Morrissey & Siouxsie : Interlude

Morrissey & Siouxsie : Interlude

 Label :     Parlophone 
 Sortie :    lundi 08 août 1994 
 Format :  Single / CD  Vinyle  K7 Audio   

Rares sont les singles qui frôlent la perfection à ce point. Celui-ci s'en rapproche, l'effleure du bout de la main et donne le vertige à l'amateur de belles mélodies qui sommeille en chacun de nous. Boz Boorer, le fidèle collaborateur de Morrissey, a créé pour l'occasion un écrin taillé sur mesure avec violons lamés or et guitares en dentelle en ré-orchestrant ce morceau de George Delarue et Hal Shaper. Ca donne au finish un réceptacle idéal pour mettre en valeur une poésie élégiaque impeccable, une de ces histoires d'amour fantasmée qui a peu de chances de se réaliser.

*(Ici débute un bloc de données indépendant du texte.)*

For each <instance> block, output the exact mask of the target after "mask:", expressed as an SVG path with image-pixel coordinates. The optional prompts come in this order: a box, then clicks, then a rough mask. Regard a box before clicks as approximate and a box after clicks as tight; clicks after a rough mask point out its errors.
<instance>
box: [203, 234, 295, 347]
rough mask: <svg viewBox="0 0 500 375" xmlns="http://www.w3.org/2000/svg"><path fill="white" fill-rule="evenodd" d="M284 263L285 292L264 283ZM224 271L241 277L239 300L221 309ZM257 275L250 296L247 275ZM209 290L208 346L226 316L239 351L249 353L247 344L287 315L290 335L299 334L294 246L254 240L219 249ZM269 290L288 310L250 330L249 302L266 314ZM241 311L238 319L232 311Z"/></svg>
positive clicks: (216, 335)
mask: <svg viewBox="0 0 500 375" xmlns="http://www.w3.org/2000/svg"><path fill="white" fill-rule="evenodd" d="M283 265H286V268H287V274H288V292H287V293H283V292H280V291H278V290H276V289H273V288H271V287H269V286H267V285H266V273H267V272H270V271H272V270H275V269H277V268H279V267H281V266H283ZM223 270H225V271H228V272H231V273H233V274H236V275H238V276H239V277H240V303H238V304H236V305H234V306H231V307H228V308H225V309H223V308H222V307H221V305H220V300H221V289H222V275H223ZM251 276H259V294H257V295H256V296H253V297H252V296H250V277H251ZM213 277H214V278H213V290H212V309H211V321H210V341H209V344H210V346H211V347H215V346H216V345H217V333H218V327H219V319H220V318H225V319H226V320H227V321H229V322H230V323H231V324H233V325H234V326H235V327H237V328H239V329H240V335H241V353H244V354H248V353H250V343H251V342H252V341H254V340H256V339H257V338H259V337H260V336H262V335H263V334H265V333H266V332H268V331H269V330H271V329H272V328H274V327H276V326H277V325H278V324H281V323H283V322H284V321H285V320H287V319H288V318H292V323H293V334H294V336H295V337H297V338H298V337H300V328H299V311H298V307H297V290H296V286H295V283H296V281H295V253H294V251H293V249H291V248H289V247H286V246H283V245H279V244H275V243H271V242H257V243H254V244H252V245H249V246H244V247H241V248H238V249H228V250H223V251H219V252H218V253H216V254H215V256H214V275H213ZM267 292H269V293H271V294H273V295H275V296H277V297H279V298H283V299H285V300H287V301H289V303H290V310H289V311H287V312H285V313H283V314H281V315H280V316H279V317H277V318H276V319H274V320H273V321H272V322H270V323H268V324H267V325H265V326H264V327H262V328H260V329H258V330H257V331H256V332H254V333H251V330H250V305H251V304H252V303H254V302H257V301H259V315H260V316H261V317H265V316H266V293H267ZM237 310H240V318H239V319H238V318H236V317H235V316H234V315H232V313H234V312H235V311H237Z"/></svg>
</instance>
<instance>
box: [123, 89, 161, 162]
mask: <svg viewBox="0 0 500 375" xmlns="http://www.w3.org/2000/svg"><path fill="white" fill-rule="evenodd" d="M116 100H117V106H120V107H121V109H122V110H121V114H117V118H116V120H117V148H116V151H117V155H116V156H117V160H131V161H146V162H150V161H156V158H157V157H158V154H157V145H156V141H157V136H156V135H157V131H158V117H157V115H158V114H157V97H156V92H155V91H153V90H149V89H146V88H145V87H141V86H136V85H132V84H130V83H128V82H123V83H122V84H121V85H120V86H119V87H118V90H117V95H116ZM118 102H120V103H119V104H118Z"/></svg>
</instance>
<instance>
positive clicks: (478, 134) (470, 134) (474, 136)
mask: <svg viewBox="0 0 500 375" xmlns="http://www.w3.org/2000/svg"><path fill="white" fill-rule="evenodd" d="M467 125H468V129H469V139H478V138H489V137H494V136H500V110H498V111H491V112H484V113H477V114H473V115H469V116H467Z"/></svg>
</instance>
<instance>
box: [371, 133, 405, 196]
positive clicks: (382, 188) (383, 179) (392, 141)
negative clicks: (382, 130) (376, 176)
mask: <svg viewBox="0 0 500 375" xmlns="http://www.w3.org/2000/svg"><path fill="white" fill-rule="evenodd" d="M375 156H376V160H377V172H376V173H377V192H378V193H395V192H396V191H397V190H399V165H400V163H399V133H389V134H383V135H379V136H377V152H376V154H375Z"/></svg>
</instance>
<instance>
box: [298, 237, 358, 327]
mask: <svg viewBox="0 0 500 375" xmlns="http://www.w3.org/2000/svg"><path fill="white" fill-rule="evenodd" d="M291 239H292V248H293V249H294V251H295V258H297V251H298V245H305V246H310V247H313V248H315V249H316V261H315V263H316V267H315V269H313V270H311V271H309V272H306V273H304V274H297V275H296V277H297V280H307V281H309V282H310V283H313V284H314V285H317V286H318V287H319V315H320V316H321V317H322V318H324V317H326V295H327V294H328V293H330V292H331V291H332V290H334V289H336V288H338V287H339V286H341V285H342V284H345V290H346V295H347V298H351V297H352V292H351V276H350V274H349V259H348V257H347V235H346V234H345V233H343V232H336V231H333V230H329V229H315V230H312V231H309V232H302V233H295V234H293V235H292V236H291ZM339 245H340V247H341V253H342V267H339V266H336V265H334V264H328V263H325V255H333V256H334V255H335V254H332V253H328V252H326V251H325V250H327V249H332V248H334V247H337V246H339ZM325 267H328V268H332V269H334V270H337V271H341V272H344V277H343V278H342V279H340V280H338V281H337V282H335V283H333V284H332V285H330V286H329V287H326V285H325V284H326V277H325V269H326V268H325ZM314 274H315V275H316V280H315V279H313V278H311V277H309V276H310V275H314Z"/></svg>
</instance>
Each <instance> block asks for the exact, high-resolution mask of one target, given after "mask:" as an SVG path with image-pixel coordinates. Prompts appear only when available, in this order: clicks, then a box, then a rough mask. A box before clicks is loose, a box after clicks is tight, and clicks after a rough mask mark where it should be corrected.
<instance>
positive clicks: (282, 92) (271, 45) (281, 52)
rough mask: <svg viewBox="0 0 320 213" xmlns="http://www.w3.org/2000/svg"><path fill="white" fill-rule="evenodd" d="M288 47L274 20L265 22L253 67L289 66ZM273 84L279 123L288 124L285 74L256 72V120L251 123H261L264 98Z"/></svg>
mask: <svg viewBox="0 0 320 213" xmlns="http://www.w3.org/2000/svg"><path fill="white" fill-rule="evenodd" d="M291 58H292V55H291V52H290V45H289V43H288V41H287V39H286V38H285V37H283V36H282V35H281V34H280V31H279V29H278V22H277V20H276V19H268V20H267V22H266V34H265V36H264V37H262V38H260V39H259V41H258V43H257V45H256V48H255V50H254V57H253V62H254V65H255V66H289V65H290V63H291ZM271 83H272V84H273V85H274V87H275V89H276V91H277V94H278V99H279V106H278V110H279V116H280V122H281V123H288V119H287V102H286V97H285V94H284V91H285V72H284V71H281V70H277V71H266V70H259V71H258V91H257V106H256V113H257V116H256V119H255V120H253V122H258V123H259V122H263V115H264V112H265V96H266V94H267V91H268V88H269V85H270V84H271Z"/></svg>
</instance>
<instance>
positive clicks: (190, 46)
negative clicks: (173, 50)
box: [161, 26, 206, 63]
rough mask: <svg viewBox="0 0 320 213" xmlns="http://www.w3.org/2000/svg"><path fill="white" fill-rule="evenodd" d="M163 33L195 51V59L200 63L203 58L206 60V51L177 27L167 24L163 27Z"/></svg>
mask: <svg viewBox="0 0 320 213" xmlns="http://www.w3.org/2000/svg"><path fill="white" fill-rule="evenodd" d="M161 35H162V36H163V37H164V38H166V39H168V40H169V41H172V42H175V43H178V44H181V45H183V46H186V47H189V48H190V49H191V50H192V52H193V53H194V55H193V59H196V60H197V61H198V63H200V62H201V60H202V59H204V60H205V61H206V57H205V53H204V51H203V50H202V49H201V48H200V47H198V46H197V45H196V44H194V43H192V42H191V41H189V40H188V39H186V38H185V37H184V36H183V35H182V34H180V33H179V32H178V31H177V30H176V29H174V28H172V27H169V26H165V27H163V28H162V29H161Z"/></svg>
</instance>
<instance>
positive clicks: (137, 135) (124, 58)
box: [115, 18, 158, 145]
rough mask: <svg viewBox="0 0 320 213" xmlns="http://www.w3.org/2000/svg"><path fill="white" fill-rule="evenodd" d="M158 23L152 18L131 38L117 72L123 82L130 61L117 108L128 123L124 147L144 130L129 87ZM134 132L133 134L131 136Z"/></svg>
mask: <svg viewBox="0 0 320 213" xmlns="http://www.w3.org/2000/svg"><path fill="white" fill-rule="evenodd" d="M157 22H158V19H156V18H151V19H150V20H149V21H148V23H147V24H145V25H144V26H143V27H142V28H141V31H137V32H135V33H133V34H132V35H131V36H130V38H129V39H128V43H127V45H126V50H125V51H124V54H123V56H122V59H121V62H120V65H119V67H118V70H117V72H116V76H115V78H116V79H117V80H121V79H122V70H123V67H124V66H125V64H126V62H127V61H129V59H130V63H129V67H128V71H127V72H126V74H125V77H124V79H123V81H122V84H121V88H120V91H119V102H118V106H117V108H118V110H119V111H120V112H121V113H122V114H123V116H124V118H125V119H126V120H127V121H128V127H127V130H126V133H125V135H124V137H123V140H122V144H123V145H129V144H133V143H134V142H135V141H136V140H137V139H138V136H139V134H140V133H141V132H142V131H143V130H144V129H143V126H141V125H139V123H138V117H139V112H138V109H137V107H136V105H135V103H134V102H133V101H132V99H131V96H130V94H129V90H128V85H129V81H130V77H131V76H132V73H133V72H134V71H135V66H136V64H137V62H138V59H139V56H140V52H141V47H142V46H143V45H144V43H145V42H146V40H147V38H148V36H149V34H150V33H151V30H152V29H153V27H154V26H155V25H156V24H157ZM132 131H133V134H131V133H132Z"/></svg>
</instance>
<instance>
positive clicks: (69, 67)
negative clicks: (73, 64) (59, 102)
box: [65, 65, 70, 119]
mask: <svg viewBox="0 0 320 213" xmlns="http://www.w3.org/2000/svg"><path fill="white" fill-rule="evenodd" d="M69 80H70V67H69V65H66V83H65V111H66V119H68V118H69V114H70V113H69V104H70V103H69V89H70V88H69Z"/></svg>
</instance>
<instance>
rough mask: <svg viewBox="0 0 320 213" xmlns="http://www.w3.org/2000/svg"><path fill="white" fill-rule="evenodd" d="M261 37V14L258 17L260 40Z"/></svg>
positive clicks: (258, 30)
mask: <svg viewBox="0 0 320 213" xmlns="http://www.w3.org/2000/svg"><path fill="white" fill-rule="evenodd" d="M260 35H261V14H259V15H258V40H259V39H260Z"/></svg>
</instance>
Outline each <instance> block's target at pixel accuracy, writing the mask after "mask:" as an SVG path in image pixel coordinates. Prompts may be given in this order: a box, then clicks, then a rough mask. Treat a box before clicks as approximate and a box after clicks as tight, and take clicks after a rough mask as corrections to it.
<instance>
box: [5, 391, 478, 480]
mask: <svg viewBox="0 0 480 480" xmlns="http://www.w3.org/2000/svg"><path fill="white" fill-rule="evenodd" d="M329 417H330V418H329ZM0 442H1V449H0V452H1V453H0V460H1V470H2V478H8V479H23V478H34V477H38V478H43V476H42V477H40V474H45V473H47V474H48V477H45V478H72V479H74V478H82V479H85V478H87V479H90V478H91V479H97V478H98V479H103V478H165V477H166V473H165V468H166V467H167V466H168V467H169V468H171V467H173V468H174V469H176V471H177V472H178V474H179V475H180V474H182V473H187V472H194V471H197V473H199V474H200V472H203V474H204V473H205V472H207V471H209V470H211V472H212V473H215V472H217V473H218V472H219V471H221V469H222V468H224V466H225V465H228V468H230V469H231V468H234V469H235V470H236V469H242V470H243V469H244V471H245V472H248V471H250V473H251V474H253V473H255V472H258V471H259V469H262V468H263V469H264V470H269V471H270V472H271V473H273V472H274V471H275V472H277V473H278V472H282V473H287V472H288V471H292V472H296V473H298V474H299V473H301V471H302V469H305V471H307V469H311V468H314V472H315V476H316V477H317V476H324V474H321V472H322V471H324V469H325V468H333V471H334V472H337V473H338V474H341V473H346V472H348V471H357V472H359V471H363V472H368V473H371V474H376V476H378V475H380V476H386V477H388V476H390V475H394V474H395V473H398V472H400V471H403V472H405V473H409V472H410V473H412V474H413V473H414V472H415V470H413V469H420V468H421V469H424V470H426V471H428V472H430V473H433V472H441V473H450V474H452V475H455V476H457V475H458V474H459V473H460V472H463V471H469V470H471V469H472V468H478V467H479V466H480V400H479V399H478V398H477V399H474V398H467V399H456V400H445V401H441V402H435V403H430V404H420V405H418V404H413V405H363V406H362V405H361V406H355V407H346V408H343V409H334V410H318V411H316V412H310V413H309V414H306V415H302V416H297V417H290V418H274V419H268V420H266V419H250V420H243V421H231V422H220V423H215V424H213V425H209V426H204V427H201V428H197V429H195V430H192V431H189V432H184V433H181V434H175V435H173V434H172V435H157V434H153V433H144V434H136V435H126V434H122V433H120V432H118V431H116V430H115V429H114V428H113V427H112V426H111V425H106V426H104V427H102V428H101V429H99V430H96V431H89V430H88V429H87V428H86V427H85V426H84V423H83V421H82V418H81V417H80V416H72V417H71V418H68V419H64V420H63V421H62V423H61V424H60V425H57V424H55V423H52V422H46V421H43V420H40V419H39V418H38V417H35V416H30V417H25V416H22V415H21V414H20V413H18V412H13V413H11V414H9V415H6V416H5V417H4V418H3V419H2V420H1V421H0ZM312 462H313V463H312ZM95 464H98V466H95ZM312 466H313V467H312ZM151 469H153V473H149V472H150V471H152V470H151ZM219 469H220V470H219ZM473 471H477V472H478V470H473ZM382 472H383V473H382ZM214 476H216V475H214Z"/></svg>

J'ai découvert cette chanson par hasard via la compilation Suedehead The Best Of Morrissey publiée il y a une petite dizaine d'années. Ce titre m'était apparu dès le départ comme le plus singulier du cd avec son ambiance atypique pour se calfeutrer au coin du feu. Je ne savais pas qui accompagnait Moz et donc qu'elle était cette voix féminine avec ce timbre si particulier. J'avais bien sûr vaguement déja entendu parler de Siouxsie mais j'avais associé comme tout le monde ce nom aux étiquettes répertoriées par la presse. Et pour être honnête, à l'époque, jamais je n'aurais pensé un jour que j'allais me procurer un à un chacun de ses albums. Interlude a donc fait voler en éclats tous les a-prioris négatifs que je pouvais avoir sur cette chanteuse anglaise dont le look insensé a induit en erreur beaucoup de gens, à tort quant à la qualité réelle de sa musique. Depuis, je réécoute ce single avec toujours le même plaisir intact comme au premier jour. A vrai dire, quand deux de vos artistes préférés chantent ensemble, y'a de quoi être aux anges.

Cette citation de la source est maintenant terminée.